We invited video content producer Anne Merrow to give us an inside perspective about Nilda Callañaupa Alvarez's new video workshop, Andean Knitting.
When you think of knitting, you may think first of sweaters, but knitting has a much more specific purpose in the villages around Cusco, Peru. Making a knitted hat, known as a chullo, is women’s work in some villages and man’s work in others, but the elaborate hats are almost all worn by men. A well-made chullo is a source of pride and even an identity piece, a distinctive and treasured textile. A man’s knitting skills (or those of the woman who knitted his amazing hat) are on display in the colorful headgear.
The stranded colorwork patterns vary from village to village: Some are geometric and derived from the local weaving patterns. Some feature birds, animals, even people. One of the most visible differences is in the style of earflaps: some villages feature squared tabs about the size of postage stamps, while others are adorned with semicircles that stretch from brow to well behind the ear. It is said that there are 200 different types of knitted hats in the Peruvian highlands.
A Nearly Lost Art
Knitters and stitchers can sometimes feel like part of a dying breed. When I work in public on a pair of trusty handknitted socks, the reactions from passersby often range from amusement to incredulity. Although I might be the lone knitter in a local café, the woman who taught Nilda Callañaupa Alvarez to knit was a true preserver of textile heritage.
Chinchero and other villages in the Peruvian highlands have long and rich knitting traditions, yet Nilda’s teacher was one of the last in her village. Younger people had lost interest in knitting, and the craft was slowly being lost.
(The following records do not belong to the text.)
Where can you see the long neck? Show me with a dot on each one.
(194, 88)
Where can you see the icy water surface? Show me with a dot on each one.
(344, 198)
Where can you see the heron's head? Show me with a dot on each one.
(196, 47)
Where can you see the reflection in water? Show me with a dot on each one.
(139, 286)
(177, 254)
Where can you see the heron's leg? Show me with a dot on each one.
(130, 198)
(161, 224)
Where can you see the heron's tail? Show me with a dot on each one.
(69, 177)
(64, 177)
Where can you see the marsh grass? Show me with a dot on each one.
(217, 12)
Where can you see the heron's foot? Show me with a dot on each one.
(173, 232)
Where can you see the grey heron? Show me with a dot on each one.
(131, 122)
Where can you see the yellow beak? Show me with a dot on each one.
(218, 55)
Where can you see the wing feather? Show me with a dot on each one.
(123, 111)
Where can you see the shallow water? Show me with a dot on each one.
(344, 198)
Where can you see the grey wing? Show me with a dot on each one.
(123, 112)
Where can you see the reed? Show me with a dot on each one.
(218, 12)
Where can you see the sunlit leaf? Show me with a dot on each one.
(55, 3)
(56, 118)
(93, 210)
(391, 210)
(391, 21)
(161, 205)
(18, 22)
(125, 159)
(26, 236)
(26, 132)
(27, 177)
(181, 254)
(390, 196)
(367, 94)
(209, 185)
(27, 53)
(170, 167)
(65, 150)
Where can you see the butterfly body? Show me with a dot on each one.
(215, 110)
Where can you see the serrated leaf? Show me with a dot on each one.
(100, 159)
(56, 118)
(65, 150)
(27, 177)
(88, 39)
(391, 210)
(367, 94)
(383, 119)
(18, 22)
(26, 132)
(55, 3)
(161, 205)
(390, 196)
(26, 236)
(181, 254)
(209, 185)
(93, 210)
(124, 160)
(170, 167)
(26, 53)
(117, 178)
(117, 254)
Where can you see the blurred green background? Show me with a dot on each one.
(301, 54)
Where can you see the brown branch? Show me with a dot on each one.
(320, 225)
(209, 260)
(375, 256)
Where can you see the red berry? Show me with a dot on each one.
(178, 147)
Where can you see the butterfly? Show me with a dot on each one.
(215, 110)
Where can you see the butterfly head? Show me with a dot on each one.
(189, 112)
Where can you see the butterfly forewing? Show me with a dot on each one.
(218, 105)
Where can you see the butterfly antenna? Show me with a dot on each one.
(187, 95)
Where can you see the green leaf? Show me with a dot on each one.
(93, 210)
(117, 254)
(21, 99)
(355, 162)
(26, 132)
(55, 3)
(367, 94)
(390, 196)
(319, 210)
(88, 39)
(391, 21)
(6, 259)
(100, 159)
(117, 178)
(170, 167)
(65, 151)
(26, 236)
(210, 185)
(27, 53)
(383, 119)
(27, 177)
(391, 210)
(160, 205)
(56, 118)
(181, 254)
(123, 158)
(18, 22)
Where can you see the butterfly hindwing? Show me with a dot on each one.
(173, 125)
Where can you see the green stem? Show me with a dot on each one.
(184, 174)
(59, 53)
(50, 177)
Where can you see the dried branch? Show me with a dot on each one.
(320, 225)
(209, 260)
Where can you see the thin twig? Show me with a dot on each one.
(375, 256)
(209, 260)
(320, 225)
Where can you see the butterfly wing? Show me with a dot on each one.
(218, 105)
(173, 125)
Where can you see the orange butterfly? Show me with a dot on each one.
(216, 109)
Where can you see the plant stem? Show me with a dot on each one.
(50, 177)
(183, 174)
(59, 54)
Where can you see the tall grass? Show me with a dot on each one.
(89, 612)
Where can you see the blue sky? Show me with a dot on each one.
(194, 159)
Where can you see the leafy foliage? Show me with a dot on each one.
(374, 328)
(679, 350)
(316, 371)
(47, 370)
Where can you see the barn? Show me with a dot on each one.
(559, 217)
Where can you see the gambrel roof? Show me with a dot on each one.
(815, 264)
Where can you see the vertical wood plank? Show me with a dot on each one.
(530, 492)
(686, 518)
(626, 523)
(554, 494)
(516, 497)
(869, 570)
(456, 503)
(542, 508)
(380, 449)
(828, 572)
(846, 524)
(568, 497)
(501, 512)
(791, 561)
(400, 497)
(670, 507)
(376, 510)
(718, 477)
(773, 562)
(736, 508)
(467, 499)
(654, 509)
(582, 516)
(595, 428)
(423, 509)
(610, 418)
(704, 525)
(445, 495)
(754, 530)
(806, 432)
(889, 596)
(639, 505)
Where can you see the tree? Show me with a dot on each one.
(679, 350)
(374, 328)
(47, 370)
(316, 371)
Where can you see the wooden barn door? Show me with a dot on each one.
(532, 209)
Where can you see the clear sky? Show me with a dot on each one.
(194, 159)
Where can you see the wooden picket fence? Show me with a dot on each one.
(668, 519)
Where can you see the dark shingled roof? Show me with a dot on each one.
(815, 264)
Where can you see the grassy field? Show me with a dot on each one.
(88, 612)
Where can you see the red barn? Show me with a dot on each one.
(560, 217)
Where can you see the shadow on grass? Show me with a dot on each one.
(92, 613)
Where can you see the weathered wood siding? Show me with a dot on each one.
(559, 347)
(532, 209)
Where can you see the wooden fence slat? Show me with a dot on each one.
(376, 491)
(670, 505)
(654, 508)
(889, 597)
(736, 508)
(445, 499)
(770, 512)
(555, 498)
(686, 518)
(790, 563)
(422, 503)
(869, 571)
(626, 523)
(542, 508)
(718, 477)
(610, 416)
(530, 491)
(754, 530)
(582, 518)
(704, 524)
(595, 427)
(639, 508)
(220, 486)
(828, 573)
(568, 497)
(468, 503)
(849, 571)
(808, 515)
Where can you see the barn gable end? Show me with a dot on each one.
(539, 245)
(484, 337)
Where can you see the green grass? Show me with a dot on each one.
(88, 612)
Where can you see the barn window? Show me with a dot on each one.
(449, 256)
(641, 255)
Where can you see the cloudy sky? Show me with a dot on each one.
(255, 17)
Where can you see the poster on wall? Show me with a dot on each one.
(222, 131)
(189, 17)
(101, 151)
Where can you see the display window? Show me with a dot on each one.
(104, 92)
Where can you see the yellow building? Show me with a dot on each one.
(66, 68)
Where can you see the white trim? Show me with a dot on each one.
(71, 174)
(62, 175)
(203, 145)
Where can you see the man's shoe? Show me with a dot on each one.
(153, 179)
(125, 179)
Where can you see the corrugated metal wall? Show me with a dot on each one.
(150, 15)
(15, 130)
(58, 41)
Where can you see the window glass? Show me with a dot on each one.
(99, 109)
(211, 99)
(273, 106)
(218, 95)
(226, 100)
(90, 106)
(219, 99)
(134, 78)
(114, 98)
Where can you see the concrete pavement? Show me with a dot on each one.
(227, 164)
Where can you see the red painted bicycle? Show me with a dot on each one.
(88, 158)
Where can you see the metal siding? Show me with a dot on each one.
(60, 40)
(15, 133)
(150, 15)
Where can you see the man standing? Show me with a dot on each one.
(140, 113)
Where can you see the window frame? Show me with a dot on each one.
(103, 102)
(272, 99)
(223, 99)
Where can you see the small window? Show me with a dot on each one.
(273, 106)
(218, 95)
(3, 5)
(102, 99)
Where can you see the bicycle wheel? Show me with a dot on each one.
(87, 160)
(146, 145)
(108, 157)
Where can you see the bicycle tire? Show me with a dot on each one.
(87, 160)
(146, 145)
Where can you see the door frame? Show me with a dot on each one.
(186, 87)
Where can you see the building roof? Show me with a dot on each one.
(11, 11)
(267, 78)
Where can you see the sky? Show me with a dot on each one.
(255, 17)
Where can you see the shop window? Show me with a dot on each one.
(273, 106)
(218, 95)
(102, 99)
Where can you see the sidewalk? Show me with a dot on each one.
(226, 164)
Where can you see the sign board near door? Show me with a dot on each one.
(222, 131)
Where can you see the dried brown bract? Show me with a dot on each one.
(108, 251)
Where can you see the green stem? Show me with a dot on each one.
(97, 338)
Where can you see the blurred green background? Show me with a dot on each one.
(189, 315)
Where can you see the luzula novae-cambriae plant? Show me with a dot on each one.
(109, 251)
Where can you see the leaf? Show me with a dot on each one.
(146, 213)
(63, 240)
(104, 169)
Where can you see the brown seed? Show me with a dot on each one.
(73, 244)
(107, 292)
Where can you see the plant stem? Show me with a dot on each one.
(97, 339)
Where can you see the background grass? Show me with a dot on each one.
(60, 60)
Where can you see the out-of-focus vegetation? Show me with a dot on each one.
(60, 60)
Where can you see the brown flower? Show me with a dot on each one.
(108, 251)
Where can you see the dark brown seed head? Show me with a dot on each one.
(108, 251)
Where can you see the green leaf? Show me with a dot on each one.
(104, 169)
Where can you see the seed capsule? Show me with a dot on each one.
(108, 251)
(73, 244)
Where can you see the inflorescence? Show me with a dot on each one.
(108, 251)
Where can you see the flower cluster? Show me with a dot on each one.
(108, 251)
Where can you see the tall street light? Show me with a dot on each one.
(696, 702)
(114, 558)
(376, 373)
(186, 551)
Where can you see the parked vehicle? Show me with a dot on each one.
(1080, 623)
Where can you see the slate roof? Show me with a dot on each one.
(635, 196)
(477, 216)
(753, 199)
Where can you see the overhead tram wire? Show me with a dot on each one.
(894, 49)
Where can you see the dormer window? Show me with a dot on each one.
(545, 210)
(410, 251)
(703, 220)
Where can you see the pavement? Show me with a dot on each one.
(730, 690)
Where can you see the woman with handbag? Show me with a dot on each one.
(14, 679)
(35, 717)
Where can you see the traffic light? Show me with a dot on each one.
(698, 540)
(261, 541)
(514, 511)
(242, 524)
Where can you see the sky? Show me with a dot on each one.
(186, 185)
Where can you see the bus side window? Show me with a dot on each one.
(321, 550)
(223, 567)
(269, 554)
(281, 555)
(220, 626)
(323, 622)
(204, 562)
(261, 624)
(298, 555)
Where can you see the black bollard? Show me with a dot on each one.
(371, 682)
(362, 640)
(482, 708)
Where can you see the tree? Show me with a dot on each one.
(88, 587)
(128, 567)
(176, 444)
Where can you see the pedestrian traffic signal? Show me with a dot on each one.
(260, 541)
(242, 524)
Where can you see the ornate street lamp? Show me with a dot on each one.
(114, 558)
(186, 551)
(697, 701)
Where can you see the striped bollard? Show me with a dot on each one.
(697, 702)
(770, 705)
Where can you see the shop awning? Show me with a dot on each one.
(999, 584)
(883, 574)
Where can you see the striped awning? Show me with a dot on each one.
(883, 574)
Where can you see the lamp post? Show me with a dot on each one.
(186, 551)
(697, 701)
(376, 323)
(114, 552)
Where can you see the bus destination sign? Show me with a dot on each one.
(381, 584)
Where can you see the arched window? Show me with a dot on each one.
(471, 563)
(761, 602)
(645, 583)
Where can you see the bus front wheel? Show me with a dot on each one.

As a teenager, Nilda decided to learn to knit, and the skills she acquired have helped her maintain and promote the craft throughout the villages served by the Center for Traditional Textiles of Cusco.
Nearly all of the traditional knitted items are men’s chullos, though knitters also create babies’ and children’s hats, change purses, and even sleeves in the town of Chinchero. As the market for Peruvian knitting has grown, traditional knitters have begun making contemporary pieces such as mufflers and cell-phone cases.
Fortunately, there’s no reason I couldn’t wear an intricately knitted Peruvian-style hat. After watching Nilda’s video Andean Knitting, I think I’ll start with a baby-sized version to practice knitting my own chullo.